The serial identifications are not, it transpires, inconsistent. “If,” Meades maintains, “I know where a recipe comes from I own up to it.” (Meades 37) He goes so far as to confess that he does not really follow through on the premise of his title:

“Were it a work of genuine plagiarism I would not have admitted it. I’d have covered my tracks--unlike the thief who returns to the scene of the crime. I’d have called it something different and altered recipes, using, for instance, mackerel instead of crème anglaise and substituting glace fruits for sweetbreads.” (Meades 153, 170, n.p.)

All this is playful enough but all of it is a little deflating. It is sillier than clever, and would have been refreshing of Meades to return to the buccaneering mania for recipe theft perpetrated down all those centuries. Then again, Meades appears unaware of the tradition in which he has pretended to participate.

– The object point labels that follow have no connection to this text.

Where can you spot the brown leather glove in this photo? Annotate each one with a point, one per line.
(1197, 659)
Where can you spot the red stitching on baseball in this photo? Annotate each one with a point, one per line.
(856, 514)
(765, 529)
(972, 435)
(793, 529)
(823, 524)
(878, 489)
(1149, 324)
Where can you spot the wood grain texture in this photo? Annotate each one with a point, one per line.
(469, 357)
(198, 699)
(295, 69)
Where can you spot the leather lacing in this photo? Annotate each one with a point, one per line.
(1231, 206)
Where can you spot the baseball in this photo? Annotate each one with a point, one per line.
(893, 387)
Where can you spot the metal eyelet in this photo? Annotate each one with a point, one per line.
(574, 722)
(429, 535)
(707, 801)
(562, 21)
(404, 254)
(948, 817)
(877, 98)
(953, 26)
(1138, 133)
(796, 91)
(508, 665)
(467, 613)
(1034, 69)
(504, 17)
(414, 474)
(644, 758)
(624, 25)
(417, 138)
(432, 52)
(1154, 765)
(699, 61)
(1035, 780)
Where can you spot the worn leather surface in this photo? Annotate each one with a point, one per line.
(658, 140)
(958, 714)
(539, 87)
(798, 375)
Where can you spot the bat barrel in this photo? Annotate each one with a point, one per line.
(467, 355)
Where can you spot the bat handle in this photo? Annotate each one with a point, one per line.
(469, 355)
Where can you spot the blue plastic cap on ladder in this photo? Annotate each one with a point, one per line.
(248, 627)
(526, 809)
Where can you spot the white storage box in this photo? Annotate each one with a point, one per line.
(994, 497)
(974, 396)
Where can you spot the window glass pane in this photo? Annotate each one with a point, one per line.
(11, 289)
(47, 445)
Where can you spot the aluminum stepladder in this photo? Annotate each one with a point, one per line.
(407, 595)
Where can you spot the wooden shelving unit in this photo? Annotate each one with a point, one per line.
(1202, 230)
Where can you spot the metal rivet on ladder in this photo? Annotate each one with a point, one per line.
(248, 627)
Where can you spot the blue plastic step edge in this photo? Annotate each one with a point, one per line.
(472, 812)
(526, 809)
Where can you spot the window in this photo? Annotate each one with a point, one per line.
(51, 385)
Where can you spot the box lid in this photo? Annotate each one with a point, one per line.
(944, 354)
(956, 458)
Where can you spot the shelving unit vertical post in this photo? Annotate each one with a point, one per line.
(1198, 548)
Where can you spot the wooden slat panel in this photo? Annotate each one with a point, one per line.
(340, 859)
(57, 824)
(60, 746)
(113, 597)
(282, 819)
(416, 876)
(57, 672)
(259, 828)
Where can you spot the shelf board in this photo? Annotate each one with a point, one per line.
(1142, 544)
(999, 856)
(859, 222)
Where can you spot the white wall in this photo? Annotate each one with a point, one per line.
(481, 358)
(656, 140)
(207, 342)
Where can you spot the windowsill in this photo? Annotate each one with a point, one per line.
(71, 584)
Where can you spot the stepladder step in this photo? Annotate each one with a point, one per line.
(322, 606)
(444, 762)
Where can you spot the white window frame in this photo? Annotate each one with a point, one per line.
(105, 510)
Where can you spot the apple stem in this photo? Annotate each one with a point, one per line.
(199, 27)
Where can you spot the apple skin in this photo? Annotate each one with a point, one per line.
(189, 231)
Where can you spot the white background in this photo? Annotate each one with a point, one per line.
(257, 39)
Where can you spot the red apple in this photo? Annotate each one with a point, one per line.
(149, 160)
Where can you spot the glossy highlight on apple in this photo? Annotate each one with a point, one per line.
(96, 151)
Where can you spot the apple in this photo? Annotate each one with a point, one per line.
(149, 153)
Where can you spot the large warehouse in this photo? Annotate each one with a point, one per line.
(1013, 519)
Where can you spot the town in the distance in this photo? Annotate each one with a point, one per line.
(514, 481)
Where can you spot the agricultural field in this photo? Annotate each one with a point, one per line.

If his conceit wears thin, the approach to cooking is sound and the irascibility worthy of Auberon Waugh. The Plagiarist is pleasant enough to undermine one of Meades’ otherwise insightful observations that “no one reads a cookbook cover to cover.” (Meades 93)

 

Notes:

-The citation to “Hopper” in the text refers to Keith Hopper, “No joy in slight here,” the New Statesman (August 2011)

-The answer to Meades’ question whether there are legal rights to recipes is both yes and no, but this is not the time or forum for that discussion.

-Full disclosure; Blake Perkins, an affiliate of britishfoodinamerica, is one of the contributors who helped finance the publication of The Plagiarist in the Kitchen. He does not regret his investment.